No. 043947.Commonwealth of Massachusetts Superior Court. MIDDLESEX, SS.
Memorandum Dated March 25, 2005.

[EDITOR’S NOTE: This case is unpublished as indicated by the issuing court.]

GERSHENGORN, J.

This matter is before the court on the plaintiff, Anil Kumar’s (“Dr. Kumar”) motion to dismiss. After oral argument, and based on all of the credible evidence, the court makes the following findings and rulings.

BACKGROUND
On May 18, 2004, the plaintiff, Dr. Kumar, alleges that he signed a written offer (the “offer”) to purchase a medical office, located in Unit 412 of 3 Woodland Road, Stoneham, MA (“Unit 412”) from the defendant, David Roth (“Dr. Roth”). Dr. Roth is a neurological surgeon who owned Unit 412 and operated his medical office out of the space.

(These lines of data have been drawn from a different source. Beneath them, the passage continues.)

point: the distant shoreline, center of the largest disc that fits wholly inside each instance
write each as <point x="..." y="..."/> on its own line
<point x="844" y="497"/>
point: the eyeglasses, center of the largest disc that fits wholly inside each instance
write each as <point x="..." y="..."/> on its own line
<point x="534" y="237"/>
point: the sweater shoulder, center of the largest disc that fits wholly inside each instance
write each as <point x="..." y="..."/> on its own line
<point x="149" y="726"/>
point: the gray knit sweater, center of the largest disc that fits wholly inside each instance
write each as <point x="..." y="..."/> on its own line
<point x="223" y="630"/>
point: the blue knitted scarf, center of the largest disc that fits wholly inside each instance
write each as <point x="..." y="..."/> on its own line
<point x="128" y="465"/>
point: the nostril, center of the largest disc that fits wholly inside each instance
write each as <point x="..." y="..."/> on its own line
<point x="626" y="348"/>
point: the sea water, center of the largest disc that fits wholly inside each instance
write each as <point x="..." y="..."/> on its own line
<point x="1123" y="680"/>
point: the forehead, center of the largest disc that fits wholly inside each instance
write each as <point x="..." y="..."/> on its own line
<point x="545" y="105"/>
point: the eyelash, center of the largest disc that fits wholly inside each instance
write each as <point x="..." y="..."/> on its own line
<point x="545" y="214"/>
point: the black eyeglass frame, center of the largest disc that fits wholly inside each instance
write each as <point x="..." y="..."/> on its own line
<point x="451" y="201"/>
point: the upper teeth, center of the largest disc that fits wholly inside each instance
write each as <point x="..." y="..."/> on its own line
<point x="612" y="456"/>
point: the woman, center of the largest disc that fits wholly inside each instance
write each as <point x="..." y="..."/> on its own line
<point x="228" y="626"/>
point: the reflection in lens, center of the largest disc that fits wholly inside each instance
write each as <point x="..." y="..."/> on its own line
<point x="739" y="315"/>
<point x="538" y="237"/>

The offer set no closing date and was, according to the document’s terms, contingent upon the following conditions:

(a) acceptable lease with Heath Diagnostics/Melrose-Wakefield Hospital

(b) acceptable lease with Dr. David Roth

(c) satisfactory inspection of premises

In addition, the Offer contained the following language:

NOTWITHSTANDING ANYTHING HEREIN TO THE CONTRARY, THE PURPOSE OF THIS DOCUMENT IS TO MEMORIALIZE CERTAIN BUSINESS POINTS. THE PARTIES MUTUALLY ACKNOWLEDGE THAT THEIR AGREEMENT IS QUALIFIED AND THAT THEY, THEREFORE, CONTEMPLATE THE DRAFTING AND EXECUTION OF A MORE DETAILED AGREEMENT. THEY INTEND TO BE BOUND ONLY BY THE EXECUTION OF SUCH AN AGREEMENT AND NOT BY THIS PRELIMINARY DOCUMENT. (All caps in original.)

The offer stated that the parties would execute a Purchase and Sale Agreement acceptable to both parties by May 31, 2004. The parties extended this date approximately five times. The final extension expired on September 30, 2004.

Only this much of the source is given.